|
|
Analysis using Classification Algorithm
Classification is a process where a model is built describing a
predetermined set of data classes. The model is constructed by
analyzing all the records in the database. Each tuple is assumed
to belong to a predefined class, as determined by one of the
attributes called the class label. The tuples analyzed to build
the model form the training data set. Typically, the learned model
is expressed in terms of decision trees or classsification rules.
These rules can be used to predict the test data set.
We used See5 as the classification tool for our project. See5 is
the commercial version of the C4.5 decision tree algorithm developed
by Ross Quinlan. See5/C5.0 classifiers are expressed as decision
trees or sets of if-then rules.

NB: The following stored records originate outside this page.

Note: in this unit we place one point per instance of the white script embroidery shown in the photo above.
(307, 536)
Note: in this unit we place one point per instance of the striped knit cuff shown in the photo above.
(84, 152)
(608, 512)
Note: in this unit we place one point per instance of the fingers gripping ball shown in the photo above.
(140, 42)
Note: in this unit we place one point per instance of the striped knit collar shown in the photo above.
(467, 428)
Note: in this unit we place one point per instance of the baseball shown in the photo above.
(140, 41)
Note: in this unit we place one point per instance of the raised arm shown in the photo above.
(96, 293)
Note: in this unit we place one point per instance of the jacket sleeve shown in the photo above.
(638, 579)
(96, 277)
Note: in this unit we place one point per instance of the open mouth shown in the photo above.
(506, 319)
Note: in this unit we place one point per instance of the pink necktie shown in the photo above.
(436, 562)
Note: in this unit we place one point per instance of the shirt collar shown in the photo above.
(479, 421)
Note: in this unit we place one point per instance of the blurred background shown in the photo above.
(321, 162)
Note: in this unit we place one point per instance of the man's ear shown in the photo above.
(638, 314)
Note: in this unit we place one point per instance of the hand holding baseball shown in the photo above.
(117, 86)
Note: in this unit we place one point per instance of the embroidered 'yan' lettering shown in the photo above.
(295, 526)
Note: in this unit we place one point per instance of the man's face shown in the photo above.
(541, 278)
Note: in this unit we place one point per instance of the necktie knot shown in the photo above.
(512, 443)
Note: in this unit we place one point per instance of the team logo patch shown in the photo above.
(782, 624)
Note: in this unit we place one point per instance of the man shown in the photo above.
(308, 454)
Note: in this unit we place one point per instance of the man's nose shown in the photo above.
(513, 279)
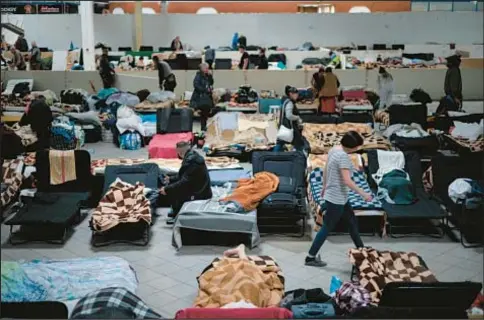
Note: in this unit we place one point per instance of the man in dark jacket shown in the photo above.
(202, 94)
(21, 44)
(453, 80)
(192, 183)
(106, 71)
(263, 63)
(166, 78)
(176, 44)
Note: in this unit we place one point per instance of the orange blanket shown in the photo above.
(250, 192)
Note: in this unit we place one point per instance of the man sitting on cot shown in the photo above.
(192, 182)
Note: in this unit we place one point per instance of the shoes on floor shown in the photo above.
(315, 262)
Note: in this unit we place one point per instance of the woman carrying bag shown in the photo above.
(290, 123)
(202, 94)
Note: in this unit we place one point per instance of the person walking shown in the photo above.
(336, 185)
(202, 94)
(35, 58)
(385, 88)
(329, 92)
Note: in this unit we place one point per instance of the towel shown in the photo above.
(62, 166)
(250, 192)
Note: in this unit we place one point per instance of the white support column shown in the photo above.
(86, 10)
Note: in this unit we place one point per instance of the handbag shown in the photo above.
(285, 134)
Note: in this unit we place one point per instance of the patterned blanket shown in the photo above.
(254, 132)
(377, 268)
(319, 161)
(473, 146)
(62, 280)
(12, 180)
(258, 280)
(322, 137)
(98, 166)
(382, 117)
(122, 203)
(25, 133)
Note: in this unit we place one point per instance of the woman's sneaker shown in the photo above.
(315, 262)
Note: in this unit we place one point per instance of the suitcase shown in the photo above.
(164, 145)
(169, 120)
(290, 167)
(328, 105)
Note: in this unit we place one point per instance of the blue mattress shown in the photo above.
(220, 177)
(355, 200)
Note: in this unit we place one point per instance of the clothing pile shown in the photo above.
(228, 130)
(375, 269)
(65, 135)
(257, 280)
(74, 96)
(413, 130)
(25, 133)
(122, 203)
(11, 181)
(394, 185)
(245, 97)
(322, 137)
(250, 192)
(467, 191)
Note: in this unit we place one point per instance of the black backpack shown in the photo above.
(22, 89)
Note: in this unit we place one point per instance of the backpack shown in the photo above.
(22, 89)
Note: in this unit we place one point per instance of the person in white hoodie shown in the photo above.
(385, 88)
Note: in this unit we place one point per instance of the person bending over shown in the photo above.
(244, 59)
(192, 183)
(263, 63)
(106, 70)
(336, 185)
(290, 119)
(166, 78)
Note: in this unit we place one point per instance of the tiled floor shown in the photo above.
(168, 278)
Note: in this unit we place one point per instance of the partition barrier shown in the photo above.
(430, 80)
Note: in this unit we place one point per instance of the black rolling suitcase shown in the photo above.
(287, 204)
(169, 120)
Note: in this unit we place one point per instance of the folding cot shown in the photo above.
(53, 210)
(403, 287)
(172, 126)
(424, 209)
(445, 167)
(208, 222)
(287, 206)
(368, 213)
(137, 233)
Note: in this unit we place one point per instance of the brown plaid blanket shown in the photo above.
(377, 268)
(383, 117)
(473, 146)
(25, 133)
(123, 203)
(322, 137)
(257, 280)
(12, 180)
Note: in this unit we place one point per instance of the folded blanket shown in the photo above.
(25, 133)
(17, 286)
(377, 268)
(122, 203)
(250, 192)
(257, 280)
(62, 166)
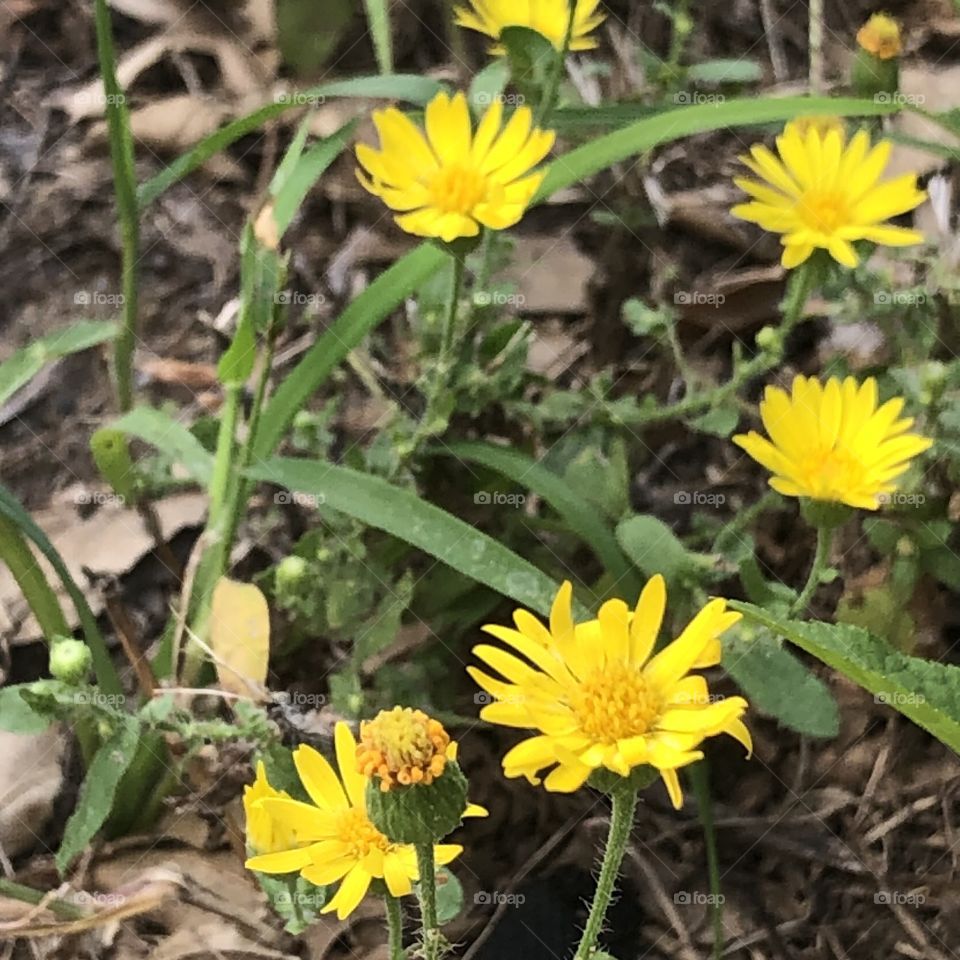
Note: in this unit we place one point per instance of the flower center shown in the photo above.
(402, 746)
(457, 189)
(824, 212)
(360, 835)
(615, 702)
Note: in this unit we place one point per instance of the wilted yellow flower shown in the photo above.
(598, 697)
(549, 18)
(264, 834)
(831, 442)
(334, 838)
(451, 181)
(880, 35)
(403, 746)
(821, 194)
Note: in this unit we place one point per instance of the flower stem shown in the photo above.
(394, 927)
(621, 821)
(820, 560)
(427, 867)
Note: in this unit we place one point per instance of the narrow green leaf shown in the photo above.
(406, 87)
(16, 715)
(378, 18)
(107, 678)
(22, 366)
(99, 788)
(171, 438)
(926, 691)
(579, 514)
(404, 515)
(777, 683)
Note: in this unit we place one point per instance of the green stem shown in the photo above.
(125, 189)
(394, 927)
(621, 822)
(700, 777)
(549, 100)
(820, 560)
(427, 868)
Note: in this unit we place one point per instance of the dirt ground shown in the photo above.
(845, 849)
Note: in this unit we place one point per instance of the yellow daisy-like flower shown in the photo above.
(831, 442)
(334, 838)
(549, 18)
(404, 746)
(880, 35)
(820, 193)
(264, 834)
(451, 181)
(601, 698)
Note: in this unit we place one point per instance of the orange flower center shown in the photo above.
(402, 746)
(359, 834)
(614, 703)
(825, 212)
(457, 189)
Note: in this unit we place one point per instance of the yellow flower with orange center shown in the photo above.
(403, 746)
(820, 193)
(549, 18)
(880, 35)
(601, 698)
(331, 838)
(447, 181)
(832, 442)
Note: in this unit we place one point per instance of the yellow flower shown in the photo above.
(598, 695)
(832, 442)
(451, 181)
(820, 193)
(403, 746)
(549, 18)
(334, 838)
(264, 835)
(880, 35)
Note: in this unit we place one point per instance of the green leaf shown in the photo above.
(404, 515)
(777, 683)
(171, 438)
(725, 71)
(16, 715)
(654, 548)
(378, 19)
(107, 678)
(23, 365)
(579, 515)
(97, 793)
(410, 88)
(409, 273)
(926, 691)
(449, 896)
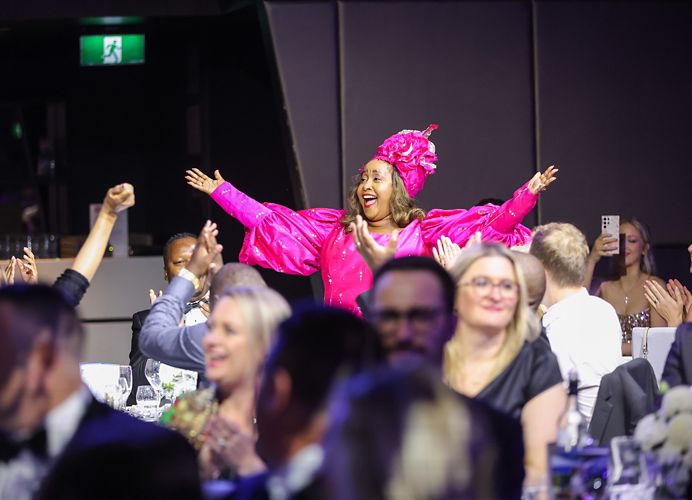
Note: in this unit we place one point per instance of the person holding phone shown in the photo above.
(627, 292)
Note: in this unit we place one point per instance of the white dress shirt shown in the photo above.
(585, 335)
(21, 477)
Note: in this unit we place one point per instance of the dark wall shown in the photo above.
(601, 89)
(204, 98)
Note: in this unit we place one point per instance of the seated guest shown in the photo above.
(162, 337)
(583, 330)
(74, 281)
(219, 420)
(626, 293)
(493, 356)
(678, 367)
(315, 348)
(402, 434)
(176, 255)
(412, 307)
(534, 277)
(49, 420)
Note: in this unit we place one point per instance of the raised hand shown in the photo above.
(232, 447)
(205, 256)
(8, 272)
(669, 306)
(446, 252)
(372, 252)
(684, 293)
(119, 198)
(153, 296)
(202, 182)
(27, 267)
(541, 181)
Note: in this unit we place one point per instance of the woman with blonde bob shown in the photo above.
(492, 356)
(220, 421)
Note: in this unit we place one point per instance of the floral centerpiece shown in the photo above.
(667, 436)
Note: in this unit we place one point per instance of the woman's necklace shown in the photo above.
(627, 292)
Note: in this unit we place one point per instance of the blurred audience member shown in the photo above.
(49, 419)
(162, 337)
(678, 367)
(219, 420)
(74, 281)
(412, 306)
(402, 435)
(627, 293)
(493, 356)
(317, 347)
(583, 330)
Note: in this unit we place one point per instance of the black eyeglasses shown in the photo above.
(483, 287)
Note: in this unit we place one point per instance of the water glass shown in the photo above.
(151, 372)
(147, 397)
(125, 373)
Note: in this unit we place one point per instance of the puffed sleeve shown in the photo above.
(277, 237)
(494, 223)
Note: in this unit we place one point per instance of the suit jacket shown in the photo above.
(496, 450)
(625, 396)
(678, 367)
(138, 360)
(113, 455)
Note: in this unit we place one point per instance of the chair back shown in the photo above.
(653, 345)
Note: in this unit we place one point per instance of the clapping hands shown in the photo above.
(202, 182)
(372, 252)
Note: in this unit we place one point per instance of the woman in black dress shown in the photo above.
(492, 356)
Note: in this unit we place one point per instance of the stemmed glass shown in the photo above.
(151, 372)
(125, 373)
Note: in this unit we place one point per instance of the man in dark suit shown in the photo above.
(412, 308)
(678, 367)
(176, 255)
(315, 348)
(52, 429)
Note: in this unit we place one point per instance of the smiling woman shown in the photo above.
(219, 421)
(494, 357)
(320, 239)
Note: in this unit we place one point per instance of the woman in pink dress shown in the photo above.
(320, 239)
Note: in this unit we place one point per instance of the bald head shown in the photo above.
(234, 274)
(534, 275)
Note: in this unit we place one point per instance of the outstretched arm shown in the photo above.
(89, 258)
(74, 282)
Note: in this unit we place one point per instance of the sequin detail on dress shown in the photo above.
(630, 321)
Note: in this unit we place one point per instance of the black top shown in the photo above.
(73, 285)
(678, 367)
(532, 371)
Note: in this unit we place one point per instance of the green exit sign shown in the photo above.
(111, 50)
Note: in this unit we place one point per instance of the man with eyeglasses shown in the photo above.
(411, 305)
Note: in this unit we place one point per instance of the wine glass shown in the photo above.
(151, 372)
(148, 400)
(126, 374)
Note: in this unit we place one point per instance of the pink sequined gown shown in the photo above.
(307, 241)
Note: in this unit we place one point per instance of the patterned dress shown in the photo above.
(306, 241)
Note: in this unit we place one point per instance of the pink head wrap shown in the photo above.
(412, 154)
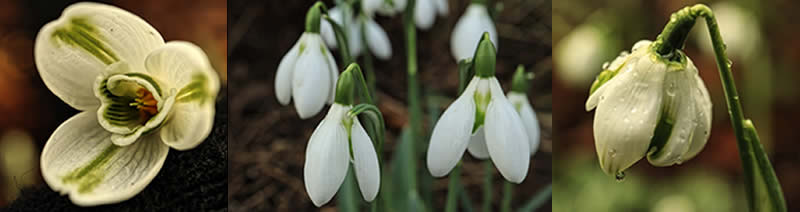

It is based on the ID3 decision
tree algorithm. A brief description of the algorithm is as follows:
-
The tree starts as a single node representing the training samples.
-
If the samples are all of the same class, then the node becomes a
leaf and is labeled with that class.
-
Otherwise, the algorithm uses an entropy-based measure known as
Information Gain as a heuristic for selecting the attribute that
will best separate the samples into individual classes. This
attribute becomes the "test" or "decision" attribute at the node.
-
A branch is created for each known value of the test attribute
and the samples are partitioned acccordingly.
-
The algorithm uses the same process recursively to form a
decision tree for the samples at each partition.
-
The recursive partition stops when all the samples for a
given node belong to the same class or if there are no
remaining attributes on which samples may be further
partitioned.
Data Preparation for See5
See5 applications require two files, the names file and the data file.
There are other optional files like test file. The names file (eg.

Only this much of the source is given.